Tag Archives: Economic and Monetary Union

The Tedious Necessity of Treaty Revisions

The spirit of reform is haunting Europe once again. There’s talk of political union, scrapping EU institutions, and even leaving the European Union altogether. I can only sympathize with this spirit of reform and creative destruction. But one thing worries me – the lack of apprehension of the legal foundation of the EU.

The European Union is not a tribal clan. It is a supranational organization based on law, and encompassing an intricate network of rules that makes the whole thing possible. Having ideas about reform is cool, but reform necessitates the revision of the Treaties by the prescribed procedures.

That is why a political union cannot happen on a short notice. It will have to go the long way through the ordinary revision procedure, since it will provide new powers to the EU (art. 48 TEU). This is also the case with scrapping the European Economic and Social Committee, for example (it changes the institutional framework of the EU). As for the potential quitting of the EU by the United Kingdom, a more detailed legal analysis is needed in order to calculate all the costs and provisional time-frames for such a move.

Whatever the spirit of reform brings to the table, we need to execute reform legally. Backdoors are not available (see the position of Otmar Issing against the adoption of a political union through the backdoor of a monetary union).



Commission’s Consultation on Bank Failures – Too Little, Too Late?

The European Commission has launched a consultation on technical details underpinning a European crisis management framework for the financial sector. The main measures proposed:

  • Preparatory and preventative measures such as a requirement for recovery and resolution plans and powers for authorities to require banks to make changes to their structure or business organisation where such changes are necessary to ensure that the institution can be resolved;
  • Powers for supervisors to take early action to remedy problems before they get out of hand such as the power to change the managers;
  • Resolution tools which empower authorities to take the necessary action, where bank failure cannot be avoided, to manage that failure in an orderly way;
  • A framework for cooperation between national authorities.

The two main principles proposed by the Commission are:

  • Effective arrangements which ensure that authorities coordinate and cooperate as fully as possible in order to minimise any harmful effects of a cross-border bank failure, and
  • Fair burden sharing by means of financing mechanisms which avoid use of taxpayer funds.

Now, the problem is that we already have a situation that may well get out of hand. Fortune has quoted Scott Minerd, chief investment officer at Guggenheim Partners, who thinks the entire banking system of Europe could be on the brink of disaster (I recommend reading the whole article). If this is true, the Commission’s initiative will not have the time to translate into meaningful EU policy. More, the proposal is not sufficient to solve the problems of the EU banking sector, which is heavily exposed to sovereign debt.

Scott Minerd says that it’s now up to Germany to take leadership in organizing a fiscal union and creating a common EU bond. He rightly points out that this means a true federalization of the European Union, since fiscal policy will be, to some extent, managed on EU level.

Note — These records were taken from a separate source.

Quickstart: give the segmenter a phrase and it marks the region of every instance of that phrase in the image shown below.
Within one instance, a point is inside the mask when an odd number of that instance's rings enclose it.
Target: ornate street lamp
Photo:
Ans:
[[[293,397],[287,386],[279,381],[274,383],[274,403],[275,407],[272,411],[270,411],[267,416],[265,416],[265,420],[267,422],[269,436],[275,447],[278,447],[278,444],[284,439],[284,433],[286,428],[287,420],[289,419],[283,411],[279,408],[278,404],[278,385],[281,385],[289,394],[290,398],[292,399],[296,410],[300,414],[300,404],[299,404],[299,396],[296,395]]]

In other words the impending banking crisis in the European Union could result in a true federalization – the dream of the founding fathers of the EU. But it sounds simpler than it actually is. Many things can go wrong, and the markets are not exactly ready to accommodate the Hamletian dilemmas of EU Member State governments. The recent approach of Germany and France to coordinate positions and try to sell them as unconditional proposals is not sustainable. EU governments should discuss options multilaterally, taking into account varying positions and nuances. We need true European consensus on fiscal governance, not empty declarations on the centrality of the Economic and Monetary Union.

End of the Eurozone as We Know It?

There’s more and more news that the International Monetary Fund will be the main driver of a bail-out for Greece. Laurence Boone says that the IMF solution, possibly with a couple of bilateral loans, may be the “easiest” way out of the maze.

Wolfgang Münchau is very critical of this approach. He says that the eurozone, as it works today, is not a monetary union but a souped-up fixed exchange rate system. According to him three essential elements – a bail-out system, an agenda to reduce imbalances and a common banking system, are lacking in the eurozone.

So now the question is – is it THAT serious?

Delors: Europe Is Suffering from Memory Erosion

Patrice Cardot summarizes some of the current thinking of Jacques Delors on the challenges and the opportunities of the European integration.

One of the most interesting ideas of Mr. Delors is that Europe suffers from memory erosion. He then criticizes the “enlargement first, deepening second” approach, because the institutions of the Union were not prepared to function with 27 Member states.

Jacques Delors is quite critical of the Economic and Monetary Union, because the introduction of a common currency has not been a driver for political coordination. This lack of macroeconomic political coordination has weakened the eurozone.

He thinks that now the European Union oscillates between “Europe of the nation states” and Community Europe, and the decision making process has become less efficient.

Once again Jacques Delors reminds the idea of Hans-Dietrich Genscher that while none Member State should be forced into further integration, but it should not have the opportunity to stop other Member States from advancement of integration.